The noncommittal tone extends to what's selected for our viewing. What sort of home did the murdered girl come from? We don't really hear about it. Did the local Jewish community rally around Leo Frank? (His wife's family owned the factory.) We never see them. Who supported Tom Watson, the populist rabble-rouser, in his fulminations against Jews? We can't even guess. (The miscarriage of justice was so blatant that even arch anti-Semite Henry Ford signed an appeal for clemency.) Everything is touched on, in little scene-bites, but nothing's revealed.

Where the show does spell something out, it usually makes a misstep. One number shows the black community experiencing modified rapture at the thought that someone non-African will get strung up for a change, but black Georgians in 1914 were unlikely to find anyone's lynching cause for cheer. Slaton is seen dropping in on the suborned witnesses— factory girls and chain gang prisoners— to take new statements, which hardly conveys the reality of a state inquiry under Georgia's medieval justice system.

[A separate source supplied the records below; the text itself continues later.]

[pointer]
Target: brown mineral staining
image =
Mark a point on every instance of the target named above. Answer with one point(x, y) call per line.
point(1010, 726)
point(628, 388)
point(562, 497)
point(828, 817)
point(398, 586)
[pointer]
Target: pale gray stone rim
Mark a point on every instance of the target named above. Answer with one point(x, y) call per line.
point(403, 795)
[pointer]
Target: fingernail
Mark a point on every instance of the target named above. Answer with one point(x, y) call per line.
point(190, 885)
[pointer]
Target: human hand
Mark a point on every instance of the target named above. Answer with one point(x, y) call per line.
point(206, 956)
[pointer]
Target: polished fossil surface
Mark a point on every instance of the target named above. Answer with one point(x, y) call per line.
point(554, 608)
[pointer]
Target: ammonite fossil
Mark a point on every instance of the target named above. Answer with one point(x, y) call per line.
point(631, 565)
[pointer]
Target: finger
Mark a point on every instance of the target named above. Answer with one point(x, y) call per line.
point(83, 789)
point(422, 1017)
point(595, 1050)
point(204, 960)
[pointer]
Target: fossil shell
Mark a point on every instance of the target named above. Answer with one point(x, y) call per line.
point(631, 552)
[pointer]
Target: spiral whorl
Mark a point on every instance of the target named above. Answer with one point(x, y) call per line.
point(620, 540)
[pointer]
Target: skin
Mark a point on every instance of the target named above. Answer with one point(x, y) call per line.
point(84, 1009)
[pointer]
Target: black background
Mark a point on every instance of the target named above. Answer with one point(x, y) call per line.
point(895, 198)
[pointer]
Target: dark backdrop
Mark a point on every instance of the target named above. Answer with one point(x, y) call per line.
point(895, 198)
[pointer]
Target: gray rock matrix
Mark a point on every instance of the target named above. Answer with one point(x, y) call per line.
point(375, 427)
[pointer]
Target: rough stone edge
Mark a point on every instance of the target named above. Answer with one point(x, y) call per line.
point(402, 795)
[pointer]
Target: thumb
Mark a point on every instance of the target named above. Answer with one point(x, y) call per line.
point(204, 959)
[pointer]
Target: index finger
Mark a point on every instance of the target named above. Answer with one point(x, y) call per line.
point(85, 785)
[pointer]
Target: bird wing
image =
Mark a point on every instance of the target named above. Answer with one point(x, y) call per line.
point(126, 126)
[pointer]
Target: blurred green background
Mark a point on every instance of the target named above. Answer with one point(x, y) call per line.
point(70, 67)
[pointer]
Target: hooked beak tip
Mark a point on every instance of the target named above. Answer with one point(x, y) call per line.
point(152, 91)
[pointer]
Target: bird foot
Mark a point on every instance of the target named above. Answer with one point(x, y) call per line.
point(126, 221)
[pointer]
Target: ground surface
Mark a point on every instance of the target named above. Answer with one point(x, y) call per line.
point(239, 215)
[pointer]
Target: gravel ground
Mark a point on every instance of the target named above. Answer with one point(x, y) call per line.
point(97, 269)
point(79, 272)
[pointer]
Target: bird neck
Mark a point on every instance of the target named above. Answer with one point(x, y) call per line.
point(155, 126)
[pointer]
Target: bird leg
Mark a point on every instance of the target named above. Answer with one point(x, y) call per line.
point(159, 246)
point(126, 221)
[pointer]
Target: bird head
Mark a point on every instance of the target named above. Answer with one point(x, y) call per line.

Prince and his colleagues, schooled in contemporary urban cynicism, give next to no sense of the pervasive apathy and rot in that region where time stood still, history had been revoked, and law— like education, nutrition, and common decency— was seen as the intrusive voodoo of savages from up north. Though presented as wanly sedate even while lynching— you've never seen such a courteous, individualized little mob— the spirit of the Old South is Parade's principal character and Leo Frank's nemesis. The show opens and closes on April 26, "Confederate Memorial Day." The one-legged veteran of the opening will become the leader of the lynch mob; his marching song will be taken up by the widowed Lucille Frank, linking her with the South that murdered her husband, as if he, too, had somehow served the Confederate cause.